Hint: The change in freezing point is one of the colligative properties and can be determined from the Van’t Hoff factor, molality and molal freezing point constant. Molal freezing point is constant and given, Van’t Hoff factor of sodium sulphate is \[3\]and the molality can be determined from the number of moles and volume of solution in kilograms.
Formula used:
\[\Delta {T_f} = {K_f} \times i \times m\]
\[\Delta {T_f}\] is change in freezing point
\[{K_f}\] is molal elevation constant
\[i\] is Van’t Hoff factor
\[m\] is molality

Complete answer:
Colligative properties are one of the properties and change in depression freezing point is one of the colligative properties.
The number of moles of solute is \[0.01\] and volume of solution is \[1kg\].
Thus, the molality will be \[\dfrac{{0.01}}{1} = 0.01\]
The sodium sulphate is an inorganic salt and can be dissociated into three ions. Thus, Van’t Hoff factor is \[3\].
The molal freezing point is already given as \[186K - Kg{\left( {mol} \right)^{ - 1}}\]
-Now we know, \[\Delta {T_f} = {K_f} \times i \times m\]
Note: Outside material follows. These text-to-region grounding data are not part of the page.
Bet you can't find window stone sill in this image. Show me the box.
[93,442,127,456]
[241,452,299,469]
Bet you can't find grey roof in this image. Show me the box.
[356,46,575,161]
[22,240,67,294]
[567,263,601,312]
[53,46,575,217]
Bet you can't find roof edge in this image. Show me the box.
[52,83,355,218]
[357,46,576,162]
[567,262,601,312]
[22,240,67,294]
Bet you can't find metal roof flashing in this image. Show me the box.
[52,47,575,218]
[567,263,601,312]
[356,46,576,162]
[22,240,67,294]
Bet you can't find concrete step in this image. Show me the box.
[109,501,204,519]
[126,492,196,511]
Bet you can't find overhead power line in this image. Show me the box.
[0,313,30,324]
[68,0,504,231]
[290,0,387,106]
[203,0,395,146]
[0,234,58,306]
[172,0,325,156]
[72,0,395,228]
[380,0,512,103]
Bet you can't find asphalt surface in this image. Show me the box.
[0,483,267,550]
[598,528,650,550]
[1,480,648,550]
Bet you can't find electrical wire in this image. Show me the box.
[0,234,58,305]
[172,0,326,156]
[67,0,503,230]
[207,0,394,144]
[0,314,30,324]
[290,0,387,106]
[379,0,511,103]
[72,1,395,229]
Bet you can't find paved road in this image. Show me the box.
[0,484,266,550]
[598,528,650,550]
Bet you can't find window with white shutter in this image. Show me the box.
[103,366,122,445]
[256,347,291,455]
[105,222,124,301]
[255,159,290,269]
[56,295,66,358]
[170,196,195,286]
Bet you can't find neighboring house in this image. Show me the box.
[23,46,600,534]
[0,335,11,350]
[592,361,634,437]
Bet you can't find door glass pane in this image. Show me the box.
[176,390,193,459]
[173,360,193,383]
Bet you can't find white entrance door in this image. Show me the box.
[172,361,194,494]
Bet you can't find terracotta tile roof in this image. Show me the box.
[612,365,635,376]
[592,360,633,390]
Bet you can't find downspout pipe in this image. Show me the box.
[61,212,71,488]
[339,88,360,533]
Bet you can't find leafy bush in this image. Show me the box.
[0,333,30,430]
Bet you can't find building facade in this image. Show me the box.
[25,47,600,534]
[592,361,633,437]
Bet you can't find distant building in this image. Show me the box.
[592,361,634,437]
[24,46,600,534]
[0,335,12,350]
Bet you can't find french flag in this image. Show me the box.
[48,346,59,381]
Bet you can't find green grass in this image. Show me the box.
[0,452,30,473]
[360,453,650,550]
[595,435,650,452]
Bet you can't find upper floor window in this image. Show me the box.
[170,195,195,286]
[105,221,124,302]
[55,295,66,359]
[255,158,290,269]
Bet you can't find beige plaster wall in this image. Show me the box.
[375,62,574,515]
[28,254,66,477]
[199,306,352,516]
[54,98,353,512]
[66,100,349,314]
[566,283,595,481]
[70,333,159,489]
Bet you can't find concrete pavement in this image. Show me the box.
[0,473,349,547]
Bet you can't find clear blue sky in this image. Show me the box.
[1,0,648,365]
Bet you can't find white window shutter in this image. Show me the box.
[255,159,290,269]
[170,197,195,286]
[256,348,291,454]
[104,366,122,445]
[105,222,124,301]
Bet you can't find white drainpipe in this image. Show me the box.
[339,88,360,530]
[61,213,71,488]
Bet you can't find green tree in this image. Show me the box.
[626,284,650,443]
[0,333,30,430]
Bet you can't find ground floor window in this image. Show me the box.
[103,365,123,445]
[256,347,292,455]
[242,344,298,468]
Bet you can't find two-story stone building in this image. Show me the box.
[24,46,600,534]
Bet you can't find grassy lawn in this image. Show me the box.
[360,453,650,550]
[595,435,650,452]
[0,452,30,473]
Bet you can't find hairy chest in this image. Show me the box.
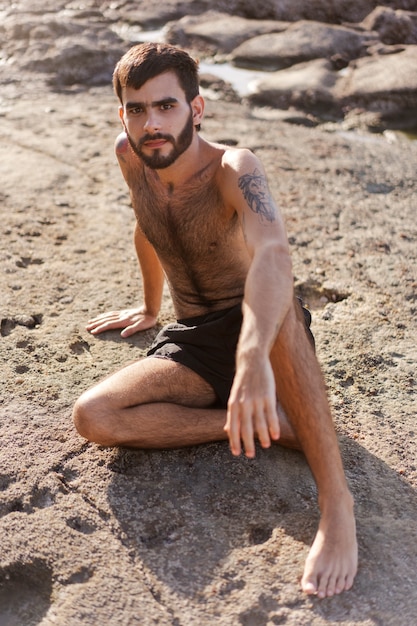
[131,174,239,264]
Substitute all these values in the above equation,
\[\Delta {T_f} = 186 \times 3 \times 0.01 = 5.58K\]
The change in freezing point of water \[\left( {\Delta {T_f}} \right)\] is \[5.58K\]
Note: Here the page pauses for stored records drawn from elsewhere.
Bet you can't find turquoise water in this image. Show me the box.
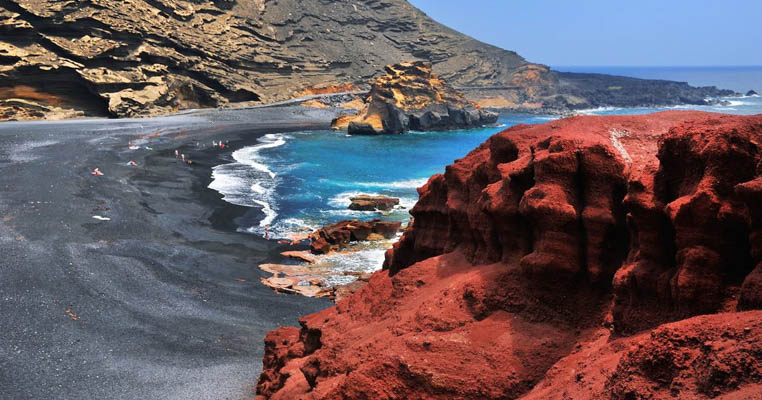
[209,93,762,277]
[209,113,557,240]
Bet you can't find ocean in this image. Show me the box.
[209,68,762,283]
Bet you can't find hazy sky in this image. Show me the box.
[408,0,762,66]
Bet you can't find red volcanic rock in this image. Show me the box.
[309,219,402,254]
[523,311,762,400]
[259,112,762,399]
[386,111,762,333]
[257,252,610,399]
[371,220,402,239]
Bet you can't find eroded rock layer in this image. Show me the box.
[337,61,498,134]
[0,0,536,119]
[0,1,735,120]
[258,111,762,399]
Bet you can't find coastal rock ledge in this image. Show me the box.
[333,61,498,134]
[257,111,762,400]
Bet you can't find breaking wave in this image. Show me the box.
[208,133,289,231]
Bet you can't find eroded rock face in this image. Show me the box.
[386,111,762,333]
[258,112,762,399]
[523,311,762,400]
[0,2,735,120]
[309,219,401,255]
[336,61,498,134]
[0,0,536,120]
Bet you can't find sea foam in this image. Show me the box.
[355,178,429,189]
[208,133,288,235]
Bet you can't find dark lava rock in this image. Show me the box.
[348,195,400,211]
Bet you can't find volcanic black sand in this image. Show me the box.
[0,106,340,399]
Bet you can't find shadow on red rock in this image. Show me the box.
[258,111,762,399]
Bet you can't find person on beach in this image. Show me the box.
[264,225,271,240]
[174,149,179,157]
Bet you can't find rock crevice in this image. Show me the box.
[258,112,762,399]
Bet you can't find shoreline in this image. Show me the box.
[0,89,751,124]
[0,105,341,399]
[3,100,760,398]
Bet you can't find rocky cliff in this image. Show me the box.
[0,0,534,120]
[0,0,735,120]
[257,111,762,399]
[334,61,497,134]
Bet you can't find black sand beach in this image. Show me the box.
[0,106,339,399]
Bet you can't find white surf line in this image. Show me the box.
[208,133,291,237]
[609,128,633,165]
[232,133,287,179]
[355,178,430,189]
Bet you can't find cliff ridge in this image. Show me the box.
[258,111,762,399]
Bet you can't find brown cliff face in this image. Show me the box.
[334,61,498,134]
[258,111,762,399]
[0,1,734,121]
[0,0,535,120]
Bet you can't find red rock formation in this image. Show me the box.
[523,311,762,400]
[258,111,762,399]
[309,219,402,255]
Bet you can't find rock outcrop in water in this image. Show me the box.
[334,61,498,134]
[0,0,735,120]
[257,111,762,399]
[309,219,401,255]
[348,194,400,211]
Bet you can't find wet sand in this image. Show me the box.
[0,106,339,399]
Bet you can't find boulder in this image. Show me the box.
[348,194,400,211]
[371,221,402,239]
[748,90,759,96]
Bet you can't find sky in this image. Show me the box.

So, option (B) is the correct answer.

Note:
The inorganic salts are the3 compounds other than carbon and hydrogen containing atoms. Sodium sulphate on complete dissociation gives two sodium ions and one sulphate ion. Thus, the van’t Hoff factor will be three but not two. The volume of solution while calculating molality should be in kilograms.